Tavoli di lavoro, percorsi di formazione esclusivi e qualcuno già prevede affiancamenti e compensi fissi per aiutare i più giovani nell’avviamento professionale. Il mondo della consulenza finanziaria sembra finalmente muovere passi concreti in direzione del ricambio generazionale, vero tasto dolente di una professione che a oggi conta un’età media di 51 anni. Il vero problema, concordano in molti, sono i primi passi. La professione, per com’è stata strutturata fino a oggi, oppone barriere d’ingresso per chi deve partire da zero e non eredita un portafoglio clienti da un genitore. Questo tuttora fa allontanare molti giovani talenti, che scelgono di rivolgere le proprie ambizioni ad altri campi. Ora, però, da Assoreti ad Anasf, il tema del ricambio generazionale ricorre sempre più spesso nei vari convegni di settore, tanto da portare queste due realtà istituzionali ad allearsi con l’apertura di un tavolo di lavoro che punta a produrre iniziative concrete entro la fine di quest’anno.
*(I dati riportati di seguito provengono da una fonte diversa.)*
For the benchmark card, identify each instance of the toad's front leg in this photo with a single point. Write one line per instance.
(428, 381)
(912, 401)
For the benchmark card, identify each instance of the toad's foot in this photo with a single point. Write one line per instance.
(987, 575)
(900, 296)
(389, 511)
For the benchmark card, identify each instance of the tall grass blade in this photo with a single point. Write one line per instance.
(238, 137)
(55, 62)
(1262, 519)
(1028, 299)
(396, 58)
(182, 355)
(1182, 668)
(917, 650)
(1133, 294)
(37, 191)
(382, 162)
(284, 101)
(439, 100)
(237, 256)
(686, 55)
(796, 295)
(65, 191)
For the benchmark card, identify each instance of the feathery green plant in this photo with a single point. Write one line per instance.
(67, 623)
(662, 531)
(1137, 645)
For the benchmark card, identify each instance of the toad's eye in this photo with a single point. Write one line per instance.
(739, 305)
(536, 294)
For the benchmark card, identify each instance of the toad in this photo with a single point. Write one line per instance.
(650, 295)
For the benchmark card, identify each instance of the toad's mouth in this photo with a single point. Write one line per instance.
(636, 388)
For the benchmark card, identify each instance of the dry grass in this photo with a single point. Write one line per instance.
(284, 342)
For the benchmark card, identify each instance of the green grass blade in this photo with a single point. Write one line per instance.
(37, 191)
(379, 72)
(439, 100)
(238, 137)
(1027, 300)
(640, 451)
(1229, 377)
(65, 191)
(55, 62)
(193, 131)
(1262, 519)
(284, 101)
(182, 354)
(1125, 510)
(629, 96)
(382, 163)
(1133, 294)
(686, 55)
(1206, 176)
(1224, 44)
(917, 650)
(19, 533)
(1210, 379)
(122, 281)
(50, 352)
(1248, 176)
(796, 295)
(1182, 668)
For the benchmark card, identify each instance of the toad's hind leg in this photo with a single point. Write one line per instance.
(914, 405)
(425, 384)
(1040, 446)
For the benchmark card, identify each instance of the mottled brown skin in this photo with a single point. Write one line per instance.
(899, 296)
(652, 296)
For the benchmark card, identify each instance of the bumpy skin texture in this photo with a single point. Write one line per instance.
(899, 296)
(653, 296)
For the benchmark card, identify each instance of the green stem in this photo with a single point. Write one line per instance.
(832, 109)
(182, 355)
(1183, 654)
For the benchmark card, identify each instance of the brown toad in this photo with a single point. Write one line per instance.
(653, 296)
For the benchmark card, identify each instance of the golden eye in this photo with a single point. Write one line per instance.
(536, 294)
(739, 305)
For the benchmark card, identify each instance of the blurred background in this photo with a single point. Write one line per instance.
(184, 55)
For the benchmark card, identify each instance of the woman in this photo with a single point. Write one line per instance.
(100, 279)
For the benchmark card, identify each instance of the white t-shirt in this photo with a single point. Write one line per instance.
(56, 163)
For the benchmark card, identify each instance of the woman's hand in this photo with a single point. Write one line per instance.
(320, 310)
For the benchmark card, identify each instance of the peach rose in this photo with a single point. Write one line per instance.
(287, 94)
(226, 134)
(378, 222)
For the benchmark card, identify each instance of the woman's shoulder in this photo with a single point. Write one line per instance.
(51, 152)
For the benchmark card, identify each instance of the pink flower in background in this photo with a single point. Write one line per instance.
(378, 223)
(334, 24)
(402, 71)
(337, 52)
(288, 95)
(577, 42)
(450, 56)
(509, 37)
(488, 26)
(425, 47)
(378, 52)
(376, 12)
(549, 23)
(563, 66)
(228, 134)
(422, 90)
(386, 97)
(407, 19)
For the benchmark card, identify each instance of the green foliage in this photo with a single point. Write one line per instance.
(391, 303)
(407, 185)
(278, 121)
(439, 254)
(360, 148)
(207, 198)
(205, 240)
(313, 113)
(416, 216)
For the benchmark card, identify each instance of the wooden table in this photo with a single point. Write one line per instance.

BLUERATING, dal canto suo, ha interpellato autorevoli esponenti dell’industria, per capire cosa effettivamente è già stato messo in campo per poter dare un futuro promettente alla professione.

Intervendo di Ferdinando Rebecchi, Responsabile BNL-BNP Paribas Life Banker.

È da quando ho mosso i primi passi in questo mercato che sento parlare di questo tema, mentre l’età media dei C.F. aumenta.

Per fare ciò, occorre avere una visione di lungo termine, impegnandosi da un punto di vista economico ed organizzativo, prendendosi anche il rischio di abbandono dei giovani su cui si investe. I manager poi non sempre giudicano economico spendere tempo nell’affiancamento, “sporcando” le statistiche sulla produzione e la raccolta media pro capite.

Bisogna crederci. In BNL-BNP Paribas Life Banker abbiamo da subito puntato su un Consulente che potesse occuparsi di tutto il patrimonio del Cliente (sia privato che aziendale) attraverso figure Senior (banker affermati reclutati dal mercato) e Junior (giovani neo laureati).

Nel corso di questi 6 anni e mezzo dal lancio della Rete, abbiamo formato e supportato 105 Junior e di questi ben 60 sono oggi Life Banker per la maggior parte affermati e con portafogli di tutto rispetto.

Abbiamo la % più alta di C.F. con meno di 30 anni, pur con masse medie pro capite (raccolta più impiego) allineate alle migliori medie di mercato.

Crediamo nel futuro di questa professione e bisogna quindi investire nelle nuove generazioni.

I nostri Junior possono sin da subito rivolgersi a privati e aziende, proponendo soluzioni bancarie, finanziarie e assicurative.

Continueremo anche nel 2021 a selezionare giovani neo laureati (ad oggi già valutati oltre 3.000 curricula) offrendo loro formazione; minimi provvigionali garantiti mensili per i primi 2 anni; provvigioni ai massimi livelli di mercato su raccolta, impiego, assicurazione vita e danni e sui servizi del Gruppo BNP Paribas; affiancamento sul campo. Obiettivo 2021: almeno altri 35 Junior.